Here's what I came up with:
from itertools import permutations, combinations, ifilter, chain
people = [1,2,3,4,5,6,7,8,9]
#get all combinations of 3 sets of 3 people
combos_combos = combinations(combinations(people,3), 3)
#filter out sets that don't contain all 9 people
valid_sets = ifilter(lambda combo:
len(set(chain.from_iterable(combo))) == 9,
combos_combos)
#a set of people that have already been paired
already_together = set()
for sets in valid_sets:
#get all (sorted) combinations of pairings in this set
pairings = list(chain.from_iterable(combinations(combo, 2) for combo in sets))
pairings = set(map(tuple, map(sorted, pairings)))
#if all of the pairings have never been paired before, we have a new one
if len(pairings.intersection(already_together)) == 0:
print sets
already_together.update(pairings)
This prints:
~$ time python test_combos.py
((1, 2, 3), (4, 5, 6), (7, 8, 9))
((1, 4, 7), (2, 5, 8), (3, 6, 9))
((1, 5, 9), (2, 6, 7), (3, 4, 8))
((1, 6, 8), (2, 4, 9), (3, 5, 7))
real 0m0.182s
user 0m0.164s
sys 0m0.012s
Try this:
from itertools import permutations
lst = list(range(1, 10))
n = 3
triplets = list(permutations(lst, n))
triplets = [set(x) for x in triplets]
def array_unique(seq):
checked = []
for x in seq:
if x not in checked:
checked.append(x)
return checked
triplets = array_unique(triplets)
result = []
m = n * 3
for x in triplets:
for y in triplets:
for z in triplets:
if len(x.union(y.union(z))) == m:
result += [[x, y, z]]
def groups(sets, i):
result = [sets[i]]
for x in sets:
flag = True
for y in result:
for r in x:
for p in y:
if len(r.intersection(p)) >= 2:
flag = False
break
else:
continue
if flag == False:
break
if flag == True:
result.append(x)
return result
for i in range(len(result)):
print('%d:' % (i + 1))
for x in groups(result, i):
print(x)
Output for n = 10:
http://pastebin.com/Vm54HRq3
Here's my attempt of a fairly general solution to your problem.
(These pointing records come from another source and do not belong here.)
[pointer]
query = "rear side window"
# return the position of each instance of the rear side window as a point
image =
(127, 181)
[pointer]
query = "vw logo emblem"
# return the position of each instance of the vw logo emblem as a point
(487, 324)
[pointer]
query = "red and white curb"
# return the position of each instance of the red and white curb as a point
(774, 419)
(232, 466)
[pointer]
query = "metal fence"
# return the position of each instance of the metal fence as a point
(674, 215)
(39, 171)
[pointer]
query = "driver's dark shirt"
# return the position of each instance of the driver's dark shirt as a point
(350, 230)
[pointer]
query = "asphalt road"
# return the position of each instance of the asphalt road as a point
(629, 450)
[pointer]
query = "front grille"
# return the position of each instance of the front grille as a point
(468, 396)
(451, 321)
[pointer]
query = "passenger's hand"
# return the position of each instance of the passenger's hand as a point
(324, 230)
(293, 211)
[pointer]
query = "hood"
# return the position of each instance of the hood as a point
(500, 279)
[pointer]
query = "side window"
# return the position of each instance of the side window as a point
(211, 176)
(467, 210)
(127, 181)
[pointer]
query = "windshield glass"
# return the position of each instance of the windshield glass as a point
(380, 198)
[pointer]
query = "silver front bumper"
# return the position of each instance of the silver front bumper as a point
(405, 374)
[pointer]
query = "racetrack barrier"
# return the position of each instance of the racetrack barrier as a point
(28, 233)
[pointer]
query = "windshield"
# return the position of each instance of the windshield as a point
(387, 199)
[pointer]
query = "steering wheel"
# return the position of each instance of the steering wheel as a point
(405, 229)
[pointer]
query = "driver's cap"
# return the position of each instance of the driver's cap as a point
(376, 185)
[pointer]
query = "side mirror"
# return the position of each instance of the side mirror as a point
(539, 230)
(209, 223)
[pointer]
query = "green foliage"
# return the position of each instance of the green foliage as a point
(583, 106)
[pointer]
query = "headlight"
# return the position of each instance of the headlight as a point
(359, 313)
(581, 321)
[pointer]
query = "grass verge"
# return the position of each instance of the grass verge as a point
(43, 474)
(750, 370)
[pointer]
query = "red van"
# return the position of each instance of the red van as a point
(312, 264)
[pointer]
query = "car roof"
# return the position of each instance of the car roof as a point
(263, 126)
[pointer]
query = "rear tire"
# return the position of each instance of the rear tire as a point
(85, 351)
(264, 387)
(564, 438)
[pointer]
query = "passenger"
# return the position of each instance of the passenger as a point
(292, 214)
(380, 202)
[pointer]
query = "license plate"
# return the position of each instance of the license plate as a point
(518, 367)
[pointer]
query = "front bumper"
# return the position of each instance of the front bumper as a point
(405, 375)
from itertools import combinations
n = 3
l = range(1, 10)
def f(l, n, used, top):
if len(l) == n:
if all(set(x) not in used for x in combinations(l, 2)):
yield [l]
else:
for group in combinations(l, n):
if any(set(x) in used for x in combinations(group, 2)):
continue
for rest in f([i for i in l if i not in group], n, used, False):
config = [list(group)] + rest
if top:
# Running at top level, this is a valid
# configuration. Update used list.
for c in config:
used.extend(set(x) for x in combinations(c, 2))
yield config
break
for i in f(l, n, [], True):
print i
However, it is very slow for high values of n, too slow for n=31. I don't have time right now to try to improve the speed, but I might try later. Suggestions are welcome!
My wife had this problem trying to arrange breakout groups for a meeting with nine people; she wanted no pairs of attendees to repeat.
I immediately busted out itertools and was stumped and came to StackOverflow. But in the meantime, my non-programmer wife solved it visually. The key insight is to create a tic-tac-toe grid:
1 2 3
4 5 6
7 8 9
And then simply take 3 groups going down, 3 groups going across, and 3 groups going diagonally wrapping around, and 3 groups going diagonally the other way, wrapping around.
You can do it just in your head then.
- : 123,456,789
| : 147,258,368
\ : 159,267,348
/ : 168,249,357
I suppose the next question is how far can you take a visual method like this? Does it rely on the coincidence that the desired subset size * the number of subsets = the number of total elements?